16:00 – 17:00 Hands-on County Court Experience

16:30 – 17:30 Quantum weirdness for non-physicists
with Paul Henson

17:30 – 19:00 DIY PRINT: how to layout zines ready for reso print
A workshop on making your own zines. We will look at ways to lay out using either paper and scissors or Adobe Indesign or whichever design software we have to hand.

This is a skillshare I used to work at footprint workers co-op and currently of threadme co-op and it’ll be craptastic.

19:00 – 20:00 street talk, awareness & mc-in’
come learn some current slang innit.

19:00 – 20:00 DINNER

19:30 – 20:30 Reading Group – The Wretched of the Earth (Sartre introduction)
Reading group on Sartre’s introduction to Frantz Fanon’s The Wretched of the Earth.

The text is available here:

http://www.marxists.org/reference/archive/sartre/1961/preface.htm

In future sessions, we hope to read the whole thing (tba).

19:30 – 20:30 Yorkway FreeSchool 1970
Fiona’s experiences of the FreeSchool she used to run in the 70′s, how it was done, why it ended and what was so special about it.

20:00 – 21:00 Jazz Workshop + Jamm Session
Jazz Workshop run by Jonah Lipton, London Jazz and Hip-Hop artist. Followed by a Jamm session.
If you’d like to take part, please bring an instrument!

20:30 – 21:30 FreeSchool & FreeSchool
A reading of Little Platoons, a play written around the new Tory “Freeschool” concept. Discussion follows.

20:30 – 21:30 Madonna and the third world order
A light hearted seminar on the changing roles of women, and media, as exemplified by Madonna, and a question mark for her role in the continuing real ” new world order”….media manipulation. There will be a slide show to accompany, and a discussion afterwards.

21:30 – 22:00 Nomad’s Life – Mongolia
Short film screening of nomic life in Mongolia.
Tsaantan 7min, Eagle Hunter 6min

Sure beats watching a Guy Ritchie film.
 
I go through Fitzroy square everyday and been watching this unfold!
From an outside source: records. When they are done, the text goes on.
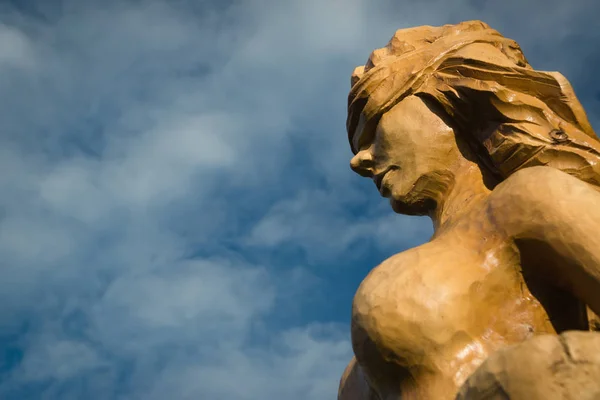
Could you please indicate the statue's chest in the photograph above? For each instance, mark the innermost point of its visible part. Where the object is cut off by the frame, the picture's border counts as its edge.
(433, 296)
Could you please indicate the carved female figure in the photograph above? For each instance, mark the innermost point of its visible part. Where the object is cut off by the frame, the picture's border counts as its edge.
(452, 122)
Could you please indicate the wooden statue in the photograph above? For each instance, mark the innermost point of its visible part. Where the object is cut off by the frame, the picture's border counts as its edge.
(452, 122)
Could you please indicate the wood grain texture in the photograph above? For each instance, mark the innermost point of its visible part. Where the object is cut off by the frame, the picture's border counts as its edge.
(453, 123)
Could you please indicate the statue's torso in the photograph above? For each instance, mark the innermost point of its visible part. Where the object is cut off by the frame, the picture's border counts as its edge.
(426, 318)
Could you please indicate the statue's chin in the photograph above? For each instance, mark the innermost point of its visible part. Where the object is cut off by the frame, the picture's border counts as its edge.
(419, 206)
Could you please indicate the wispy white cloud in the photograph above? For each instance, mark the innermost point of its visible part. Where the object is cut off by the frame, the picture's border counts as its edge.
(151, 154)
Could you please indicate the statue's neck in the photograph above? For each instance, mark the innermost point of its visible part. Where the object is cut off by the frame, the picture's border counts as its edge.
(467, 191)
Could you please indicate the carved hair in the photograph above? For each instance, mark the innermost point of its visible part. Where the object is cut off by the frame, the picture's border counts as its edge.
(511, 115)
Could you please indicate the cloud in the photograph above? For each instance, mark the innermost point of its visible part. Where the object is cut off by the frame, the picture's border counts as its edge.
(176, 191)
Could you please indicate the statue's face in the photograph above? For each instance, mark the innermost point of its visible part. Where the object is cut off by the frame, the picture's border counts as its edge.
(410, 150)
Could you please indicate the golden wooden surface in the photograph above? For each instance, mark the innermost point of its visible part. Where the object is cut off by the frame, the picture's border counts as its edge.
(453, 123)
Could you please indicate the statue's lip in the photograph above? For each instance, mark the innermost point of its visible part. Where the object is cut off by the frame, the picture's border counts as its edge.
(378, 178)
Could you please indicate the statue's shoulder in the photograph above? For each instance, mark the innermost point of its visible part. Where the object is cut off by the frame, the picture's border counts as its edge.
(540, 183)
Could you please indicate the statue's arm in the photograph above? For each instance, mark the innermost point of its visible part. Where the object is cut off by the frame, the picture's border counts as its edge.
(557, 216)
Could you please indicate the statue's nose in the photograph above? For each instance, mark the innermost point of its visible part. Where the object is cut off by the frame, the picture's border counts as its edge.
(362, 163)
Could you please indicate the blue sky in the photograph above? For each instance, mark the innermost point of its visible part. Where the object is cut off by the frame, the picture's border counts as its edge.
(178, 218)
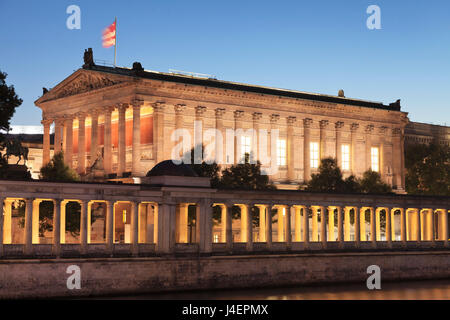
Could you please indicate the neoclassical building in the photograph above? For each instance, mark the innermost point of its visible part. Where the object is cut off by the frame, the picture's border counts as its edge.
(120, 122)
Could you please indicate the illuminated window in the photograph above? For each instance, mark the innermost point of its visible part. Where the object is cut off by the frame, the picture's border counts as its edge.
(345, 149)
(246, 142)
(314, 155)
(375, 159)
(281, 152)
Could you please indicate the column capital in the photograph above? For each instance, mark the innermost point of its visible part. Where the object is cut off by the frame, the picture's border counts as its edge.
(220, 112)
(200, 110)
(383, 129)
(339, 125)
(256, 116)
(369, 128)
(291, 120)
(238, 114)
(354, 127)
(307, 122)
(323, 124)
(179, 108)
(274, 118)
(137, 103)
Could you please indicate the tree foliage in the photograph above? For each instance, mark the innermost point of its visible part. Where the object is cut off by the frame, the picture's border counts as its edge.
(58, 171)
(428, 169)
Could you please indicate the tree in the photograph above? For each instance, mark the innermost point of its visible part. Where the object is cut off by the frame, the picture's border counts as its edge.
(371, 183)
(245, 176)
(428, 169)
(329, 179)
(57, 170)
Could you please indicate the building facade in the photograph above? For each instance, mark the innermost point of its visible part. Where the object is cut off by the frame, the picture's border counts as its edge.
(121, 122)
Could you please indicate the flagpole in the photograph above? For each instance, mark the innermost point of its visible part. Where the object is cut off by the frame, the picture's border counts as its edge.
(115, 42)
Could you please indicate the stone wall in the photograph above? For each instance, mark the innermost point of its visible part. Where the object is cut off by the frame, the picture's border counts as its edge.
(48, 278)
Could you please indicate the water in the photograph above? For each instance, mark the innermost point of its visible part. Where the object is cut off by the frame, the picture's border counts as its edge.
(417, 290)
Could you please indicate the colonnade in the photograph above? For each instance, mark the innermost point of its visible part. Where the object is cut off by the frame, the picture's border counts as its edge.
(295, 223)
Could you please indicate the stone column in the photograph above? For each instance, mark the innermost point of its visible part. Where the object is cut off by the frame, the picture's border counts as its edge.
(158, 131)
(68, 150)
(238, 115)
(249, 222)
(134, 228)
(110, 226)
(357, 226)
(136, 161)
(306, 149)
(81, 143)
(94, 136)
(28, 232)
(84, 226)
(288, 237)
(107, 145)
(354, 130)
(220, 143)
(306, 227)
(290, 148)
(198, 134)
(56, 227)
(268, 209)
(388, 231)
(58, 136)
(46, 141)
(369, 130)
(323, 138)
(122, 150)
(255, 139)
(339, 125)
(323, 226)
(229, 230)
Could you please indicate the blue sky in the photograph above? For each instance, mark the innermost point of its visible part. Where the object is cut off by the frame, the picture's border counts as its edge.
(315, 46)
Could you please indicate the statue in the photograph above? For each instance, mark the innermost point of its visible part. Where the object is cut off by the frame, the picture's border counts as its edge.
(14, 148)
(88, 58)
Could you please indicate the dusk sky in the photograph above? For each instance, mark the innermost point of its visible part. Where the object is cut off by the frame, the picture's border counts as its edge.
(313, 46)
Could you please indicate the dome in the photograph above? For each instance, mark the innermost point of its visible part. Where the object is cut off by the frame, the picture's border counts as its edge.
(168, 168)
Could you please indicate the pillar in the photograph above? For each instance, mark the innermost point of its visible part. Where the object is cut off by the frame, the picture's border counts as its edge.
(238, 115)
(290, 148)
(58, 136)
(107, 145)
(84, 226)
(136, 154)
(110, 226)
(94, 137)
(68, 143)
(369, 130)
(121, 168)
(28, 239)
(306, 149)
(268, 210)
(134, 228)
(338, 126)
(56, 227)
(158, 131)
(323, 138)
(354, 130)
(81, 143)
(220, 142)
(46, 141)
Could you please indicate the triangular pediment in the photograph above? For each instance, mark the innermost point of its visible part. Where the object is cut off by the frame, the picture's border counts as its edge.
(81, 82)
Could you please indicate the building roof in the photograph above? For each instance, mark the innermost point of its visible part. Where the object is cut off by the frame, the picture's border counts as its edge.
(214, 83)
(169, 168)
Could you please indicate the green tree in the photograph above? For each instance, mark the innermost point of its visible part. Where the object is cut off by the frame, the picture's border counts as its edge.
(371, 183)
(330, 180)
(428, 169)
(58, 171)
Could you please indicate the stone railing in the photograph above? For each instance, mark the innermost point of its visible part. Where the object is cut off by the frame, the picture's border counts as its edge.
(154, 220)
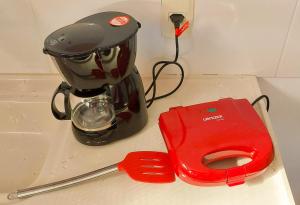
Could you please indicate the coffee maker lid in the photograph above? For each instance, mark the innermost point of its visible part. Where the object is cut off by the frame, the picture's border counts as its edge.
(100, 31)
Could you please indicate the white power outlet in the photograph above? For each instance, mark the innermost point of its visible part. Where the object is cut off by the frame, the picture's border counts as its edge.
(169, 7)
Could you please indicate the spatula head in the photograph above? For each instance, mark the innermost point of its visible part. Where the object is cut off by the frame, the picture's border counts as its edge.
(147, 166)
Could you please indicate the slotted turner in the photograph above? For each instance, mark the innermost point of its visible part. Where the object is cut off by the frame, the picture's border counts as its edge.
(143, 166)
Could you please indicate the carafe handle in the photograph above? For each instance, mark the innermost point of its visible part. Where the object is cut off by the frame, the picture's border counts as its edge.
(63, 88)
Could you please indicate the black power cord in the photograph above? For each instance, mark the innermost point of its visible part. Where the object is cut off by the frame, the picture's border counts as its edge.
(260, 98)
(176, 19)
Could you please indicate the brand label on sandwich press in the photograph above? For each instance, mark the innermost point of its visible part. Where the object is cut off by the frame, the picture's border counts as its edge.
(216, 117)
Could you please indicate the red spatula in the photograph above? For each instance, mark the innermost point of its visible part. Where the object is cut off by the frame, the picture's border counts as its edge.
(144, 166)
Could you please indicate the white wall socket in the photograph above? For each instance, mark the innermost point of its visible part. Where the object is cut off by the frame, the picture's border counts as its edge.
(185, 7)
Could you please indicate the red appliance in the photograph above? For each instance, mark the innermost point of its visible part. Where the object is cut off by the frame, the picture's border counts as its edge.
(200, 134)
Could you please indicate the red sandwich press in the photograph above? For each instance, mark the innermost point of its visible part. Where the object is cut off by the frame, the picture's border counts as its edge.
(200, 134)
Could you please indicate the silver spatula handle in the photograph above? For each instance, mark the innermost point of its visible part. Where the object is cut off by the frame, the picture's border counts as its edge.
(28, 192)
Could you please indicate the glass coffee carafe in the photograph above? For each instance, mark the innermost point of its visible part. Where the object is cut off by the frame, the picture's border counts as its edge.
(88, 114)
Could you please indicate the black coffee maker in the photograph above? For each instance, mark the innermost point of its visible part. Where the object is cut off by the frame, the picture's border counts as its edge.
(103, 92)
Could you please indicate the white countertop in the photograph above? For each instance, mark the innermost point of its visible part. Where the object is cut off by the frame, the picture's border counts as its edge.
(27, 98)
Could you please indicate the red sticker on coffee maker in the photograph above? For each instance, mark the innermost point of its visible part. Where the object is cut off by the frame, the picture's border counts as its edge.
(119, 21)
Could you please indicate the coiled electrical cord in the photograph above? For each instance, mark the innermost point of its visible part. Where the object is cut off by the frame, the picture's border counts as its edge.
(176, 19)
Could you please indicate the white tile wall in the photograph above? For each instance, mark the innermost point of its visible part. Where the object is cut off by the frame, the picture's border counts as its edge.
(20, 49)
(290, 62)
(229, 36)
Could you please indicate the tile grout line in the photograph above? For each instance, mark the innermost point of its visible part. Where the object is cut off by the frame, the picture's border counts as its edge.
(282, 51)
(38, 28)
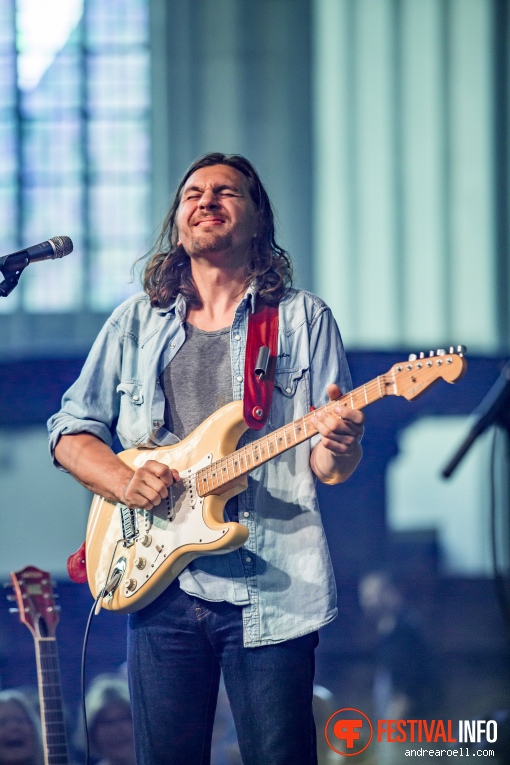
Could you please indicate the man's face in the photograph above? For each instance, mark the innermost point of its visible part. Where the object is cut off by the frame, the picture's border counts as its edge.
(216, 213)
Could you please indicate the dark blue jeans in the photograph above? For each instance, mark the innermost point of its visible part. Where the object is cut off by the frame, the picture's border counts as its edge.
(176, 647)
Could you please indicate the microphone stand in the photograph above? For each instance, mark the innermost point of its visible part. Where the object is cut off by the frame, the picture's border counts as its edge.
(494, 409)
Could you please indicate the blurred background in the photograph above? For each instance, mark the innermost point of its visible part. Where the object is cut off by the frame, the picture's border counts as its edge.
(380, 129)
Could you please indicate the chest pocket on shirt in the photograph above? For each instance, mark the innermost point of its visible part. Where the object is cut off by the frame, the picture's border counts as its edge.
(290, 397)
(131, 425)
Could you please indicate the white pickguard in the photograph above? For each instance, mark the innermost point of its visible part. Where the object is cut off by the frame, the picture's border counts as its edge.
(175, 522)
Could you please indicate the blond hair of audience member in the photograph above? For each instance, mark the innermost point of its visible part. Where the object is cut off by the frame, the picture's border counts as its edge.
(20, 730)
(109, 721)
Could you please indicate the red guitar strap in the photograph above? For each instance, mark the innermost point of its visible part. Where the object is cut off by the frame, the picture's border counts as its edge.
(259, 365)
(76, 567)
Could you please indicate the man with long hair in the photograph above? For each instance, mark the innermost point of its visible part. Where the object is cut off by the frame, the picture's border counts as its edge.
(165, 361)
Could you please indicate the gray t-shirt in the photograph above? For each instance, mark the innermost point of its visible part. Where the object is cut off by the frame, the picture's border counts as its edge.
(198, 381)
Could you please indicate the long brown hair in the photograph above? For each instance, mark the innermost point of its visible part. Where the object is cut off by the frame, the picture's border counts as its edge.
(168, 270)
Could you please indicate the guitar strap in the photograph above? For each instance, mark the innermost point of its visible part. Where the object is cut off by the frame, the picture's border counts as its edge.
(259, 370)
(260, 365)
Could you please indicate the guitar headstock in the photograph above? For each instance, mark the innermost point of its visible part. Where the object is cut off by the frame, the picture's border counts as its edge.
(33, 593)
(411, 378)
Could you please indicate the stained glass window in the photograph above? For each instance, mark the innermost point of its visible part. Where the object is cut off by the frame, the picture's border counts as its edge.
(75, 147)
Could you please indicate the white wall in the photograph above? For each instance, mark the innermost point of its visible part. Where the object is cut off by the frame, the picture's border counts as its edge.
(43, 511)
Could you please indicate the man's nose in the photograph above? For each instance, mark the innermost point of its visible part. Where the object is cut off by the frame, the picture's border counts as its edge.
(208, 199)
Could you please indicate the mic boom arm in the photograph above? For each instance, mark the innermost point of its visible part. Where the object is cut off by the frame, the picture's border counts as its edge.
(11, 266)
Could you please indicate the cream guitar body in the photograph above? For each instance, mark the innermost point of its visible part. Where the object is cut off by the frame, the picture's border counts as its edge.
(152, 548)
(133, 555)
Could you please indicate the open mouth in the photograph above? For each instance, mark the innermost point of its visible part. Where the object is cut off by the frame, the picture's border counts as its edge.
(209, 222)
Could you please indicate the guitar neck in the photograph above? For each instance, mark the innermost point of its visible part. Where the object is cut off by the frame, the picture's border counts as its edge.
(52, 711)
(244, 460)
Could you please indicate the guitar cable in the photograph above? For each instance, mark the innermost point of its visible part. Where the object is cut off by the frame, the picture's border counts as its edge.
(82, 674)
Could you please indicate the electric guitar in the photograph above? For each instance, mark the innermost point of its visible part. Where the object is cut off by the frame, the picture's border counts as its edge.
(133, 555)
(37, 610)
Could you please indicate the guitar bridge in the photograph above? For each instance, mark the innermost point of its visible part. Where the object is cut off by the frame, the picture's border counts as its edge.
(129, 523)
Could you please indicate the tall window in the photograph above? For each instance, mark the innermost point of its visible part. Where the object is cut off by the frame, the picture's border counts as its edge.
(74, 143)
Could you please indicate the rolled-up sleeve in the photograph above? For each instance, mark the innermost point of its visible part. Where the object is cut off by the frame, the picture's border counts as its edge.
(91, 404)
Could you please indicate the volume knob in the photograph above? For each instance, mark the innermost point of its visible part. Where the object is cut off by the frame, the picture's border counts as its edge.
(130, 585)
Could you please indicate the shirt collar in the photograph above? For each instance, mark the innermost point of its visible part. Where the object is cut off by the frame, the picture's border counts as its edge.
(178, 306)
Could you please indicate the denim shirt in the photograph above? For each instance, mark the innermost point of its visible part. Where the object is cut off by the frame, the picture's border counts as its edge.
(282, 576)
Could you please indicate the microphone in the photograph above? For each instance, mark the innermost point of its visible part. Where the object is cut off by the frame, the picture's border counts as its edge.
(56, 247)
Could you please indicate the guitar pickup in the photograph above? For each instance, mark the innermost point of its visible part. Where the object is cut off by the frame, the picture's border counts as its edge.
(129, 524)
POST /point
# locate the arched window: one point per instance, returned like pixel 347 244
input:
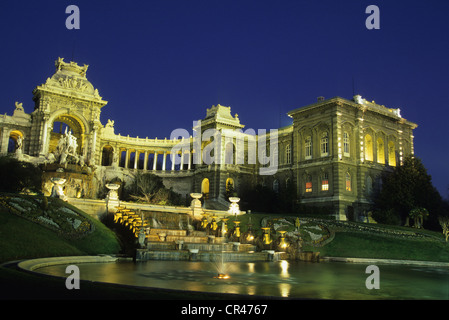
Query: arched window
pixel 346 144
pixel 308 147
pixel 288 154
pixel 205 188
pixel 324 144
pixel 368 148
pixel 380 151
pixel 325 182
pixel 276 185
pixel 107 155
pixel 230 153
pixel 369 185
pixel 309 183
pixel 348 182
pixel 391 154
pixel 15 141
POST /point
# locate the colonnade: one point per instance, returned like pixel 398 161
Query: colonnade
pixel 133 158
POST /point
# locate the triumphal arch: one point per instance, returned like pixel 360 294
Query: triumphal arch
pixel 333 153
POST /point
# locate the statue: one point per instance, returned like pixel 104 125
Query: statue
pixel 67 146
pixel 110 124
pixel 19 106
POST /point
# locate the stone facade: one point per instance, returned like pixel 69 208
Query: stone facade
pixel 333 152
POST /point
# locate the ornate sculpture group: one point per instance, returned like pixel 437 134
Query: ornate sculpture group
pixel 66 151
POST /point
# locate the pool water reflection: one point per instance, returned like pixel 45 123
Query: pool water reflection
pixel 280 279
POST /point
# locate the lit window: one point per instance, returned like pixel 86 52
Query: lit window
pixel 325 182
pixel 368 148
pixel 324 144
pixel 346 144
pixel 276 185
pixel 391 154
pixel 288 154
pixel 380 151
pixel 348 182
pixel 309 184
pixel 308 146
I don't think they will be there more much longer as apparently Guy Ritchie's lawyers have presented legal documents ordering them to appear in court.
 
I like.

The housing was terrible. When the men came back from service and found their wives sleeping in these subway shelters and weeks went on, they took over the Savoy Hotel and became squatters. It was the best hotel in London at the time. The working people rallied around them. They went to these big hotels and the servicemen would let down buckets on ropes and we all put what bits of food we had in them. They occupied those hotels for ages. The authorities were petrified. They thought it was going to be Bolshevism or something. The squatting went on spasmodically for about six months. Then they put up prefabricated houses. They built them in one day. Every available construction worker was busy putting up these houses.

[Studs Terkel interviewing Jean Wood about her experiences in London during the Second World War in ""The Good War": An Oral History of World War Two (1984)" ]
 
The housing was terrible. When the men came back from service and found their wives sleeping in these subway shelters and weeks went on, they took over the Savoy Hotel and became squatters. It was the best hotel in London at the time. The working people rallied around them. They went to these big hotels and the servicemen would let down buckets on ropes and we all put what bits of food we had in them. They occupied those hotels for ages. The authorities were petrified. They thought it was going to be Bolshevism or something. The squatting went on spasmodically for about six months. Then they put up prefabricated houses. They built them in one day. Every available construction worker was busy putting up these houses.

[Studs Terkel interviewing Jean Wood about her experiences in London during the Second World War in ""The Good War": An Oral History of World War Two (1984)" ]
I like.


What, so they're squatting because we haven't built over Burgess Park with prefabs?
 
What, so they're squatting because we haven't built over Burgess Park with prefabs?
I rather liked the example of the support given by the community to the Savoy squatters, and noted that it has some parallels with the way that the chair of trustees from the Fitzrovia Neighbourhood Association has publicly supported the squatters too.

I do hope that clears it up for you.